Strony

sobota, 14 lipca 2012

Ale tak naprawdę...

... to coś robimy! Ostro pracujemy teraz nad przywołaniem, na każdym spacerze, poza tym mamy się dobrze, w końcu obie trochę odżyłyśmy jak spadła trochę temperatura i jest tak jak lubię.
Zważywszy na zbliżający się obóz (wybaczcie za wspominanie wątku obozowego no ale jeszcze musicie wytrzymać) musiałam Doti trochę ogarnąć, mimo że źle jeszcze nie wyglądała, to jednak dla mnie musi być idealnie ;) w końcu  mhmh.. musi jakoś wyglądać na zdjęciach ;D 
Sądzę że ładnie się prezentuje ;)


Crazy Westie, nazwa nie wzięła się znikąd, dowód że nadal szalejemy.
Tworzę sobie powoli listę obozową, no i cóż... przede mną zakupy wszelkich motywatorów tzn smaczków, nagród itd.

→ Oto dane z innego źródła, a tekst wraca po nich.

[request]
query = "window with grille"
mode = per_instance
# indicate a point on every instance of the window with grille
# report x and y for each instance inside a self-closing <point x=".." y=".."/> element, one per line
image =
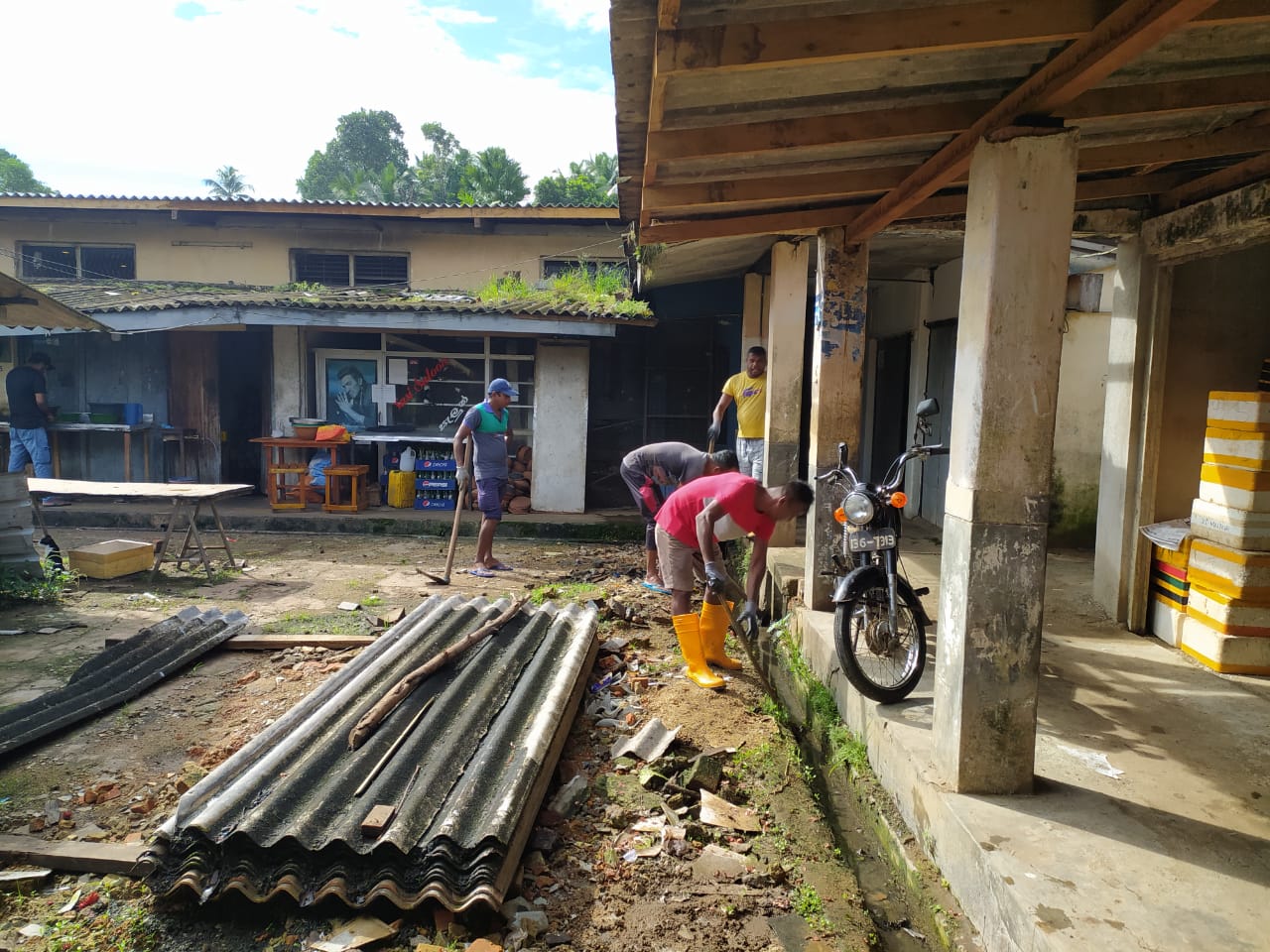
<point x="63" y="262"/>
<point x="347" y="270"/>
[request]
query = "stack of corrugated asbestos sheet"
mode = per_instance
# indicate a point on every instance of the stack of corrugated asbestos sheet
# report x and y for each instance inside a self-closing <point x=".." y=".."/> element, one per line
<point x="281" y="815"/>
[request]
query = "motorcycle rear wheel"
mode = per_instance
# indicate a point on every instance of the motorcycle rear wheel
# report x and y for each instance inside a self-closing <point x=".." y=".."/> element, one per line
<point x="881" y="665"/>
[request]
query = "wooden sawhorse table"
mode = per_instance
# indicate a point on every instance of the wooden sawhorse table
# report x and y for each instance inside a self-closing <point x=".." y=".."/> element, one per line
<point x="187" y="500"/>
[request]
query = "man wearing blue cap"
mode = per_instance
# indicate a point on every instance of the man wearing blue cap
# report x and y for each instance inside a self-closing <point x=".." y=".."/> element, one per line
<point x="489" y="424"/>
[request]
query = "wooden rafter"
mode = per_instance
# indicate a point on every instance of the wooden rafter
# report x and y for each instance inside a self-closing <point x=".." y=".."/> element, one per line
<point x="1229" y="178"/>
<point x="888" y="33"/>
<point x="1128" y="32"/>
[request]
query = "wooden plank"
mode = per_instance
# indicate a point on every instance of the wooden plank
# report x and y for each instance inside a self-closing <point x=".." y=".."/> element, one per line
<point x="1133" y="28"/>
<point x="73" y="856"/>
<point x="137" y="490"/>
<point x="1229" y="178"/>
<point x="729" y="48"/>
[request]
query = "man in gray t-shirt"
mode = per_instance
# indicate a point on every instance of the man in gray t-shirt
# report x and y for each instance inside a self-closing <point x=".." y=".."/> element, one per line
<point x="652" y="474"/>
<point x="489" y="425"/>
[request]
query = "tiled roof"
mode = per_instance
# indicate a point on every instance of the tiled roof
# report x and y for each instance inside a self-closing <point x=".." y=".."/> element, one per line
<point x="281" y="816"/>
<point x="118" y="673"/>
<point x="136" y="296"/>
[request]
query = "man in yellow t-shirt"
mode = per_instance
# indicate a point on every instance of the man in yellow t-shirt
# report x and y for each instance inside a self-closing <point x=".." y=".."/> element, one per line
<point x="749" y="393"/>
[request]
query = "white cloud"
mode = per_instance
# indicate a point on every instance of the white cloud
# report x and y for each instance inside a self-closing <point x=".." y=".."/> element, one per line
<point x="454" y="14"/>
<point x="150" y="104"/>
<point x="587" y="14"/>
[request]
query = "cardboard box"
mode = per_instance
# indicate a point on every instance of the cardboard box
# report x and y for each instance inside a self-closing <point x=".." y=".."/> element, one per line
<point x="109" y="560"/>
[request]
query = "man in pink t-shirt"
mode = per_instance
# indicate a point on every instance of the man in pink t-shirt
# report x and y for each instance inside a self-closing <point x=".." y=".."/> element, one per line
<point x="694" y="521"/>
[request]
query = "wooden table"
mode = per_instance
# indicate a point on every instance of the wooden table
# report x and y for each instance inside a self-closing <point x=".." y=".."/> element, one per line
<point x="187" y="500"/>
<point x="126" y="429"/>
<point x="277" y="448"/>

Jeśli chodzi o smaczki, to coś co łatwo dzielić i co motywuje, pewnie paski mięsne u nas się dobrze sprawdzają, i kilka paczek Gimdog'ów.
Nagrodą owszem jest i piłka/szarpak, także u nas, naszą magiczną piłkę mamy, szarpaki też, jedynie brakuje mi piłki na sznurku którą już dawno chcę kupić.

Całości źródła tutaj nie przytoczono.